Keep plant layout from laying you low

May 2, 2008
Spot mistakes before they literally become set in stone on the site

At the very first site at which I worked, an operator could see the guts of the plant from the safety of his control room. Everything was perfectly laid out. Since then, though, I’ve too often seen operators in dark cellars staring at equipment through hazy TV screens. Outside the control room plant pipes and cables were laid out in a disorderly fashion; equipment teardown frequently disturbed the normal flow of the plant.

So, how can plant layout be improved? Here’re a few thoughts on making plant operations smoother — from the beginning. First, identify equipment with poor reliability or likely requiring frequent attention. Next, decide if spares will be inline or from storage; pumps handling a sticky slurry might be an application where inline won’t work. Then, determine the wind direction, the best escape routes and supply requirements such as where to run a railroad spur. Look at parking, etc. Build from the inside out and then the outside in. If a pipe specification exists, establish the line sizes from the P&ID before attempting a layout; choose the smallest diameter and lightest pipe that will do the job but be wary of waterhammer and pressure drop.

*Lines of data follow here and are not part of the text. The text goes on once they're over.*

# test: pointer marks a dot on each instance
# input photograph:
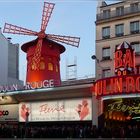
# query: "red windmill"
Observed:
(43, 54)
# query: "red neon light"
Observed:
(124, 59)
(117, 85)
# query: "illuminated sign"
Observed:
(32, 85)
(124, 59)
(117, 85)
(120, 106)
(60, 110)
(9, 112)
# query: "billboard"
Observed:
(9, 112)
(62, 110)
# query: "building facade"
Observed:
(9, 61)
(115, 24)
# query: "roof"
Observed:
(25, 46)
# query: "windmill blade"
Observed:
(13, 29)
(47, 11)
(74, 41)
(35, 63)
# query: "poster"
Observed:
(62, 110)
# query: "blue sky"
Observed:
(71, 17)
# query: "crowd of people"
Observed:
(67, 131)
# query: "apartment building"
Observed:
(9, 61)
(116, 23)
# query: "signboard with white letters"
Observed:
(62, 110)
(9, 112)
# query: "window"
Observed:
(56, 68)
(50, 66)
(119, 30)
(137, 69)
(134, 27)
(106, 53)
(106, 73)
(106, 13)
(136, 46)
(105, 32)
(134, 7)
(119, 11)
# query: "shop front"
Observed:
(119, 96)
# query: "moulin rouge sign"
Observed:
(126, 81)
(28, 86)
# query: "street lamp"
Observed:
(95, 58)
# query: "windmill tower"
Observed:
(43, 53)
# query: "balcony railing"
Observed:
(114, 13)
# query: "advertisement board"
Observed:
(9, 112)
(62, 110)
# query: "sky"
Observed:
(69, 17)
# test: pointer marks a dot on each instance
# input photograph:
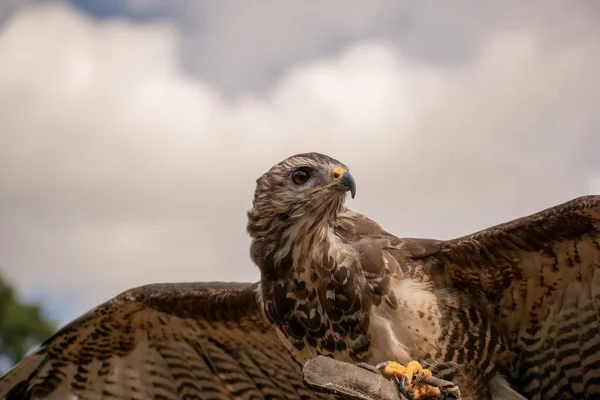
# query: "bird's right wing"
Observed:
(167, 341)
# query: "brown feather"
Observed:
(173, 341)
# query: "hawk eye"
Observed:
(300, 176)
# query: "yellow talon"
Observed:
(420, 390)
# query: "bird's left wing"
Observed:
(168, 341)
(538, 278)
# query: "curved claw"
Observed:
(401, 384)
(409, 379)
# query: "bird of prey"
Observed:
(510, 312)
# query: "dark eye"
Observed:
(300, 176)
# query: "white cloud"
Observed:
(117, 169)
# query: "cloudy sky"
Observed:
(132, 131)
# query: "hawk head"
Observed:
(300, 191)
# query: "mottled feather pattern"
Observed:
(513, 308)
(169, 341)
(538, 279)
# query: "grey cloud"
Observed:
(119, 169)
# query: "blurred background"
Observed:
(132, 131)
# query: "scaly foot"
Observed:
(404, 378)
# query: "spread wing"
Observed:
(168, 341)
(539, 277)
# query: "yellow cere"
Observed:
(337, 172)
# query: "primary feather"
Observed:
(513, 308)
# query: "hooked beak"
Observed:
(342, 180)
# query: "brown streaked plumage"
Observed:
(513, 308)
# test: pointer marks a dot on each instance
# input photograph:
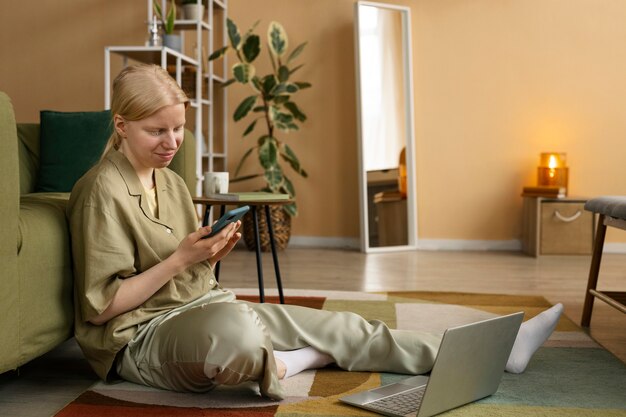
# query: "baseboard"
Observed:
(324, 242)
(430, 244)
(469, 245)
(614, 248)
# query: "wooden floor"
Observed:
(46, 384)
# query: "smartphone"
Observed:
(228, 218)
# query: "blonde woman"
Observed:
(148, 308)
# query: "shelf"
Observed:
(152, 54)
(208, 105)
(214, 155)
(191, 24)
(219, 79)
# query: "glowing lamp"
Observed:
(552, 170)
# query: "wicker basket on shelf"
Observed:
(281, 225)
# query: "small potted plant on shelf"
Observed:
(193, 9)
(271, 106)
(170, 39)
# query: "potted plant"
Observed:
(193, 9)
(270, 105)
(170, 39)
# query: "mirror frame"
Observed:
(410, 129)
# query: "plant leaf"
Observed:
(233, 34)
(283, 73)
(293, 108)
(274, 178)
(288, 187)
(277, 39)
(268, 154)
(242, 160)
(250, 128)
(278, 89)
(243, 72)
(287, 127)
(218, 54)
(280, 99)
(281, 117)
(251, 48)
(294, 54)
(249, 32)
(268, 82)
(244, 108)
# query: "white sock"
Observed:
(300, 360)
(532, 334)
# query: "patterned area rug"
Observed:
(570, 375)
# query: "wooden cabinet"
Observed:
(557, 227)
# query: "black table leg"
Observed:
(219, 263)
(259, 267)
(279, 282)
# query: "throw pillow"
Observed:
(70, 144)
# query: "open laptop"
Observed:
(469, 366)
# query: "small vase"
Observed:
(173, 41)
(193, 11)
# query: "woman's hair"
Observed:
(139, 91)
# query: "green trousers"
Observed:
(221, 340)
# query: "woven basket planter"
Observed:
(281, 224)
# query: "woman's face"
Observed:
(152, 142)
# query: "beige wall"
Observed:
(496, 83)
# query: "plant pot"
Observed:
(173, 41)
(193, 11)
(281, 225)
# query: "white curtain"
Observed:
(382, 87)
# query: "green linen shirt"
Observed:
(114, 237)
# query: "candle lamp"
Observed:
(552, 170)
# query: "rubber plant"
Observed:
(169, 19)
(270, 106)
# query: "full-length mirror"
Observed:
(385, 120)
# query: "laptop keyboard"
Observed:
(402, 404)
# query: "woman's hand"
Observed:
(194, 248)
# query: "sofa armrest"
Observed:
(9, 214)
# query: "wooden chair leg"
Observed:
(594, 270)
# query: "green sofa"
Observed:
(36, 281)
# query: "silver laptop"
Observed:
(469, 366)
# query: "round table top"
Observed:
(215, 200)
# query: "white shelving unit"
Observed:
(208, 105)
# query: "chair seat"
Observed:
(608, 205)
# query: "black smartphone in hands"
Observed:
(228, 218)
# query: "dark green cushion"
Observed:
(71, 143)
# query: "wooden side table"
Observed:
(254, 206)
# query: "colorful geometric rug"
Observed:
(570, 375)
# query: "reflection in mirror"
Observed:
(386, 178)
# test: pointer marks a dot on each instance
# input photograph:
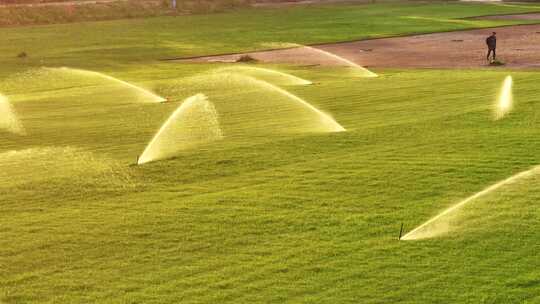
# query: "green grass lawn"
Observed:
(278, 217)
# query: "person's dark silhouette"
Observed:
(491, 42)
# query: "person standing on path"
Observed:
(491, 42)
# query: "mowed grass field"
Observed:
(297, 218)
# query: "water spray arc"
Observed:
(143, 93)
(326, 120)
(8, 118)
(363, 72)
(505, 99)
(193, 123)
(423, 231)
(279, 77)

Once you’ve rated the equipment for reliability and sized the pipe, it’s time to develop the plot plan — keep it simple. Here’re some ideas for cutting costs:

  1. anchor small equipment to the structure or larger equipment
  2. place equipment on the ground, if possible
  3. install high-maintenance operator-intensive equipment away from high traffic areas
  4. put sampling stations and instruments where operators will be safe
  5. locate the larger equipment and larger pipes and ducts first, then smaller piping and finally conduit, marshalling panels and electrical utilities
  6. create a run for conduit and pipes, usually in the middle of the plant, keeping it above and away from hazardous locations
  7. where possible, construct pipe manifolds and cluster instruments together to maximize serviceability and reduce the number of hazardous (Div. 1) areas
  8. keep pipe and conduit runs as short as possible to avoid problems such as low NPSHA, heat losses and signal interference
  9. for a fire-safe design, put pumps and compressors in areas of good drainage and ventilation, away from critical structures, pipe racks and equipment, and minimize flanges and other leak points
  10. where two-phase flow may exist, avoid rises or allow for traps
  11. put motor control centers as close as possible to control rooms
  12. provide for material storage, for turnarounds, quality assurance, deliveries and routine batch preparation
  13. install air coolers, cooling towers and other equipment affected by heat so as to take advantage of shade and natural cooling, e.g., the wind normally should flow across the packing in a cooling tower
  14. allow for growth in the facility — size the utilities, i.e., electricity, compressed air, steam, heating and ventilation, purge gas, fuel and even sewers and rail spurs, for future expansions.

After the first pass through the design, review the layout with operations and maintenance, together, in the same room. If you regularly use contractors such as riggers and crane companies, ask them to check the drawings for lifting requirements and scaffolding, removal and replacement of major equipment.

Several common mistakes often haunt plant designers. Foremost are those related to pipe racks. Too often, delicate instrument cables are run close above steam piping, parallel to power lines and in places where they are unshielded from the sun. Then, there’re plant expansions. A premium on downtime means that new wires seldom are added to old conduit. This means new wires and new conduit. Good sense dictates filling conduit to a maximum and allowing for future removal and replacement of rotting conduit, terminal strips and pipe. Plan for future tie-ins; one plant had a single shutoff valve in the steam system.

I’ve been burned more than once by designs that are blind to insulation needs. Design engineers ordering tanks frequently forget to allow for insulation lagging of flanges, manways and instruments — sometimes because these requirements aren’t known when the tank was ordered. However, lack of insulation can pose real risks unless the company enforces a safety standard on surface temperature. Operators have been burned to death attempting to squeeze between uninsulated pipe.

Another mistake is not considering the rigging of equipment for installation, now and in the future. Plan for trolleys and anchor points in the layout. I remember one project where lugs hadn’t been installed on some spools of a large ceramic-lined pipe. This oversight helped turn a four-day outage into one lasting 10 days. Another example: a tank to be welded to a structure came with legs.

The goal is to design a layout that improves the operability, safety and production capability of the plant. This requires an understanding of the needs of mechanics, riggers and operators.